[lnkForumImage]
TotalShareware - Download Free Software

Confronta i prezzi di migliaia di prodotti.
Asp Forum
 Home | Login | Register | Search 


 

Forums >

comp.lang.ruby

Re: Unicode roadmap?

Ivan Mashchenko

5/31/2007 8:30:00 PM

Hello, everyone. I am sorry, I was a bit embarassed by the quantity of
text in this discussion and I may have read it not enough carefully to
firure out the answer, and it (discussion) itself seems to be a year
old, so I've decided to ask:

Finally, is there a convenient support for Unicode in Ruby? Or, if not,
when will it be?

I am going to develop an international website (with pages in some
european languages, including those using non-latin alphabets). I think
it should prove to be a good idea to make such a website totally in
Unicode (probably UTF-16), without using any legacy encodings at all.
The DBMS I am going to use is Oracle 10g (Express edition until it comes
to its limitations).

As well I would like to ask when the next Ruby release is planned to. If
it comes this year, I should probably try nightly builds as it seems to
be wise to start a new project targeting ea version of the next release.

Thanks in advance.

--
Posted via http://www.ruby-....

7 Answers

Austin Ziegler

5/31/2007 10:31:00 PM

0

On 5/31/07, Ivan Mashchenko <ivan.mashchenko@gmail.com> wrote:
> Hello, everyone. I am sorry, I was a bit embarassed by the quantity of
> text in this discussion and I may have read it not enough carefully to
> firure out the answer, and it (discussion) itself seems to be a year
> old, so I've decided to ask:

> Finally, is there a convenient support for Unicode in Ruby? Or, if not,
> when will it be?

There are a lot of answers to that question, and I strongly suggest
you search as this is a hotly debated discussion.

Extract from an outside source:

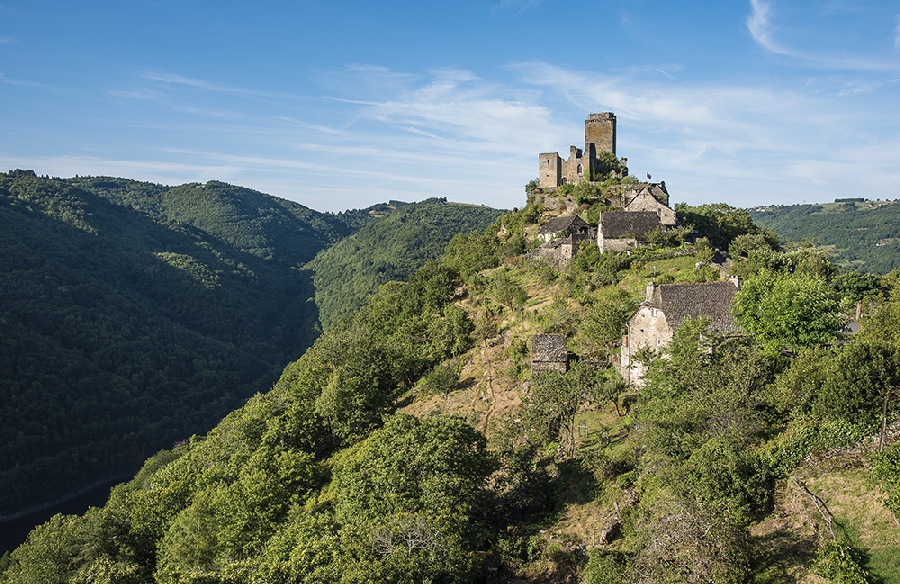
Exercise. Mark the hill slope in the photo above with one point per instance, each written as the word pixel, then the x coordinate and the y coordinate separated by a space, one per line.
pixel 862 236
pixel 132 321
pixel 413 443
pixel 391 249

Google is more useful for searching this than ruby-forum.com. You will
find out when there will be a new release, and the current state of
Unicode.

-austin
--
Austin Ziegler * halostatue@gmail.com * http://www.halo...
* austin@halostatue.ca * http://www.halo...feed/
* austin@zieglers.ca

_why

6/1/2007 6:15:00 AM

0

On Fri, Jun 01, 2007 at 05:29:31AM +0900, Ivan Mashchenko wrote:
> Finally, is there a convenient support for Unicode in Ruby? Or, if not,
> when will it be?

Well, Ruby 1.9 (which is due in December) will have some Unicode
support. (So you'll have a `chars` method on strings, like with
Rails.) Matz is working on it right now even, as he posted that he
was tooling around with string.c earlier this week on his blog.

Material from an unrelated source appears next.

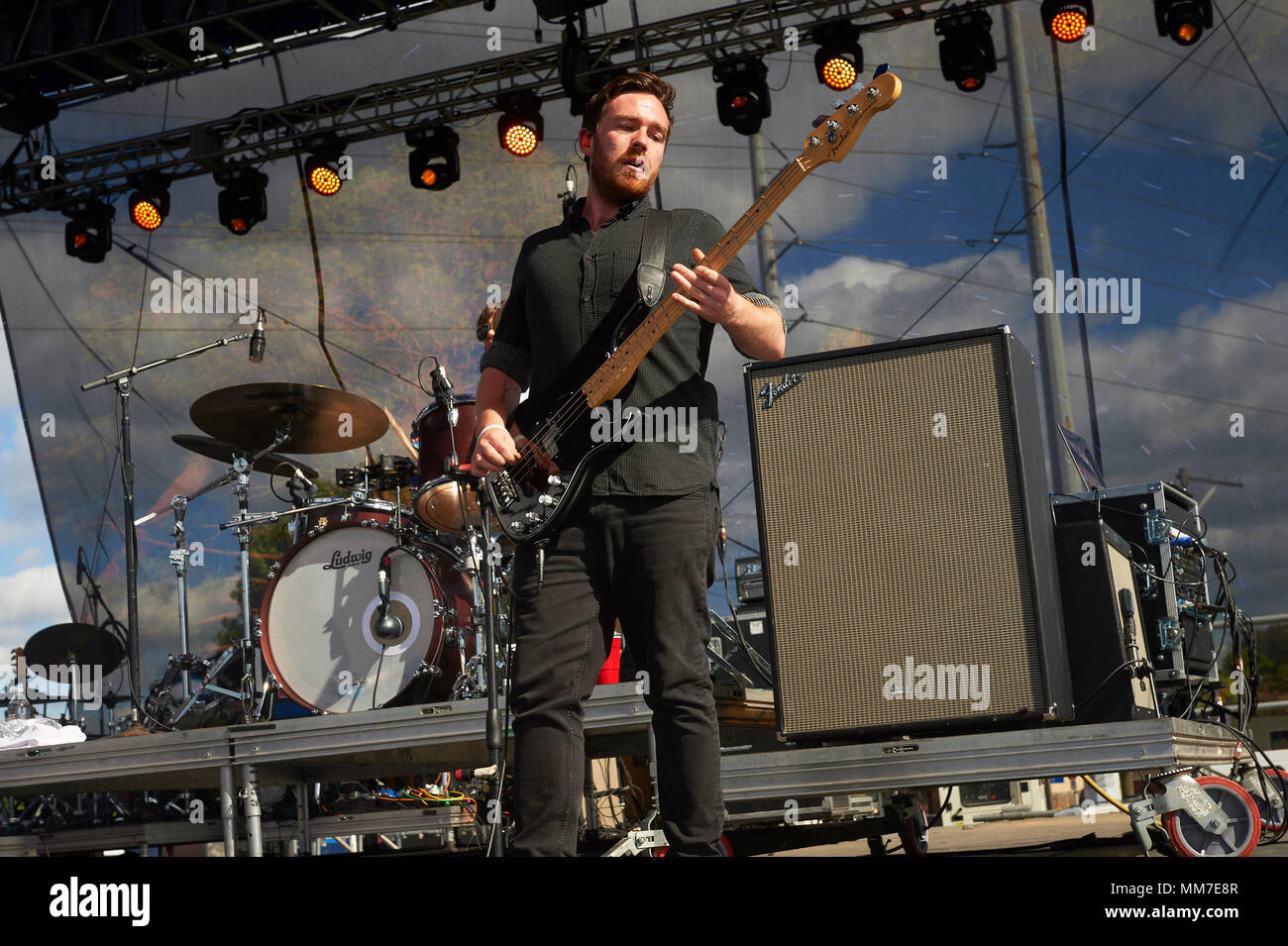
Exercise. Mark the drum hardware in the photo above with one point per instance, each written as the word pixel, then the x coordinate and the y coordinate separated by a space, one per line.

That is, nothing's been checked in yet. Because he wants it to be
good, you see?

_why

Erik Hollensbe

6/1/2007 6:24:00 AM

0

On 2007-05-31 15:30:50 -0700, "Austin Ziegler" <halostatue@gmail.com> said:

> On 5/31/07, Ivan Mashchenko <ivan.mashchenko@gmail.com> wrote:
>> Hello, everyone. I am sorry, I was a bit embarassed by the quantity of
>> text in this discussion and I may have read it not enough carefully to
>> firure out the answer, and it (discussion) itself seems to be a year
>> old, so I've decided to ask:
>
>> Finally, is there a convenient support for Unicode in Ruby? Or, if not,
>> when will it be?
>
> There are a lot of answers to that question, and I strongly suggest
> you search as this is a hotly debated discussion.
>
> Google is more useful for searching this than ruby-forum.com. You will
> find out when there will be a new release, and the current state of
> Unicode.

If it helps any, I've moved ~2000 web pages in an internal work project
that had mixed UTF-8/cp-1252 (in the content, not just between pages)
and ruby handled it very gracefully. I was using 1.8.5-p12 and Hpricot
(but not Hpricot's encoding features, which last I checked are broken)
for the process.

While I'm certainly not an authority on the subject, I've thoroughly
battle-tested this and it works with a high degree of confidence.
Certainly better than perl and libxml2, which was our original
implementation.

Richard Conroy

6/1/2007 9:51:00 AM

0

On 5/31/07, Ivan Mashchenko <ivan.mashchenko@gmail.com> wrote:
> Finally, is there a convenient support for Unicode in Ruby? Or, if not,
> when will it be?

It depends on your definition of 'convenient'.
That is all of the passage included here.